Фир сказал, помолчав: – Ага, раб, твоя версия – скрытое предупреждение. Вот на что ты пытаешься обратить внимание. Но интересно – что тебе до моей участи? Называешь меня кровным врагом, вечным противником, перечисляешь беды, которые обрушили на тебя мои сородичи. Неужели ты действительно хочешь, чтобы я внял предупреждениям?

– Думай как хочешь, Эдур. Но моя мысль глубже, чем ты вообразил, и ведет она вовсе не по тому пути, о котором ты думаешь. Я сказал, что герой победил – на тот момент – но ничего не упомянул о его невезучих спутниках.

– Которые все померли в логове.

– Вовсе нет. Наступила острая нужда в свежей крови. Всех их приняли в свой род слуги зла, которые были злыми в относительном смысле – просто тупыми, голодными и жалкими. Как бы то ни было, случилось великое возрождение культуры логова, создавшего прекраснейшие сокровища искусства, какие только видел мир.

– А потом? – спросила Серен.

– Потом пришел новый герой. Но это другая сказка, на другой день. У меня уже горло болит.

– У женщин Тисте Эдур, – сказал тогда Фир, – есть сказание, что Отец Тень, Скабандари Кровавый Глаз, добровольно решил умереть и выпустил свою душу, чтобы пройти по Серой Тропе. Это странствие в поисках прощения, ибо он чувствовал великую вину за свершенное на равнинах Кашенов.

– Весьма удобная версия.

– Нет, это тебе не хватает тонкости. Альтернативное толкование аллегорически представляет нашу вину. Вину за преступление Скабандари. Мы не можем отменить сделанное Отцом Тень; мы также не можем отрицать это. Он вел, Эдур шли следом. Могли бы мы не подчиниться ему? Может быть. Но вряд ли. Поэтому мы остались с чувством вины, утолить которое можно лишь аллегорически. Так возникли легенды о воздаянии.

Серен Педак встала и сделала несколько шагов, чтобы положить меч у мешка с пищей. – Но, Фир, это сказание передавали женщины в тайне от мужчин. Не будем обсуждать любопытный факт, что ты его слышал. Но как получилось, что о воздаянии думают лишь женщины?

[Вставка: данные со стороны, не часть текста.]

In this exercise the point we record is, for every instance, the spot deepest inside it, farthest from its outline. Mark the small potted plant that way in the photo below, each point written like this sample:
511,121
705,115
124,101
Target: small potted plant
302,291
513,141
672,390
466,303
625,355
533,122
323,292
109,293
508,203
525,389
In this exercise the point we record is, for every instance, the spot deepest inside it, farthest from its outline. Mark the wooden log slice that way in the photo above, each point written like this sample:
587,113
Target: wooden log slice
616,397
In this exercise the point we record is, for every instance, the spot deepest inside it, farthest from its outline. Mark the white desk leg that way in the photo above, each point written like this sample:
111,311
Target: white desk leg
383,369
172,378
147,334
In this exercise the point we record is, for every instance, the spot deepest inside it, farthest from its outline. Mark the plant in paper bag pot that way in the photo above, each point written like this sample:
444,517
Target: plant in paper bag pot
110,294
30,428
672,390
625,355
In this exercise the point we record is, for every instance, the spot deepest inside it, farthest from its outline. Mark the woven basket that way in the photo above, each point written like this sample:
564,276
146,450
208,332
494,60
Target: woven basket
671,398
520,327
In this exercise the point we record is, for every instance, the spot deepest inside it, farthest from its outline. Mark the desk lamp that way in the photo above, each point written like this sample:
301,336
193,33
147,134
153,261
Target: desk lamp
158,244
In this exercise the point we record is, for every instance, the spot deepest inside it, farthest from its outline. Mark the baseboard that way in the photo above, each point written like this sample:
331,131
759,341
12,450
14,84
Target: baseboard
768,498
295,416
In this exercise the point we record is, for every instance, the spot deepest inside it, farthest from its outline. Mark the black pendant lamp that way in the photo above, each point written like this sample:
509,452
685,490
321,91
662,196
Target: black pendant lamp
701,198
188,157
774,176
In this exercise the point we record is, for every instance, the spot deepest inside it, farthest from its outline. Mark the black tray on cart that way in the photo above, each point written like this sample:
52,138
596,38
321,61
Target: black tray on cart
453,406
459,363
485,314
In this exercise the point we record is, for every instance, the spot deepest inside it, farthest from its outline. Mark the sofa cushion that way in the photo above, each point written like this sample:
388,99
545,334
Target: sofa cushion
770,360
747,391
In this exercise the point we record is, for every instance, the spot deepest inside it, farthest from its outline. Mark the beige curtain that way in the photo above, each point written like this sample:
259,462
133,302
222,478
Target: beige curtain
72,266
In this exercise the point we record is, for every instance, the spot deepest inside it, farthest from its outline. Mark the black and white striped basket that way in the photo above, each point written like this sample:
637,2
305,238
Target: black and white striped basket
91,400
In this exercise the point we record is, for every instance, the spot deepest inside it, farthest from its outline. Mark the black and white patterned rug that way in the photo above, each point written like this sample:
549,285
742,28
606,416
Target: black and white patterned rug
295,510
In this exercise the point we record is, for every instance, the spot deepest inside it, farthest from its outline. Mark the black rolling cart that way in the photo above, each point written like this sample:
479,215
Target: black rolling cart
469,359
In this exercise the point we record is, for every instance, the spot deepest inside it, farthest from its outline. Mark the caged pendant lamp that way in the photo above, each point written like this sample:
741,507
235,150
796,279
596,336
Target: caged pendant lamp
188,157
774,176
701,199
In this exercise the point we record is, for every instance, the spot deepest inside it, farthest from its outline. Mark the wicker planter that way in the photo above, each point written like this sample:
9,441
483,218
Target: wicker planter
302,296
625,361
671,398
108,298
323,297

– Воины идут по иному пути, – отозвался Фир. – То, что я знаю сказание – и правду о Скабандари – это заслуга матери, отринувшей традицию тайны. Уруфь не бежит от знания, она хотела, чтобы и сыновья…

– Тогда как объяснить Рулада? – подал голос Удинаас.

– Не подначивай его, – упрекнула раба Серен. – Рулад проклят. Мечом в своей руке и богом, что сделал меч.

– Рулад был молод, – сказал Фир, бессознательно ломая руки, опустив взор к вытертому камню пола. – Ему столь многому нужно было научиться. Он хотел сделаться великим воином, героем. Ему было неуютно в тени троих старших братьев. И он встал на опасный путь.

– Я думаю, бог избрал его… вместо Ханнана Мосага, – ответил Удинаас. – У Рулада не было выбора.

Фир долго смотрел на Удинааса. Наконец кивнул: – Если таково твое мнение, ты отнесся к Руладу гораздо мягче, чем любой Эдур. Удинаас, ты снова и снова выбиваешь меня из равновесия!

Удинаас закрыл глаза, прижался спиной к неровной стене. – Он говорил со мной, Фир, ибо я слушал. То, чего остальные не потрудились сделать – и неудивительно, ведь ваши хваленые «семейные ценности» давно расшатаны. Ваша превосходная иерархия порушена. Неожиданно. Ужасно. Так что если он не мог говорить с вами, вы, в свою очередь, не желали его услышать. Он молчал, а вы были глухи к его молчанию. Обычная неразбериха. Не хотел бы иметь семью.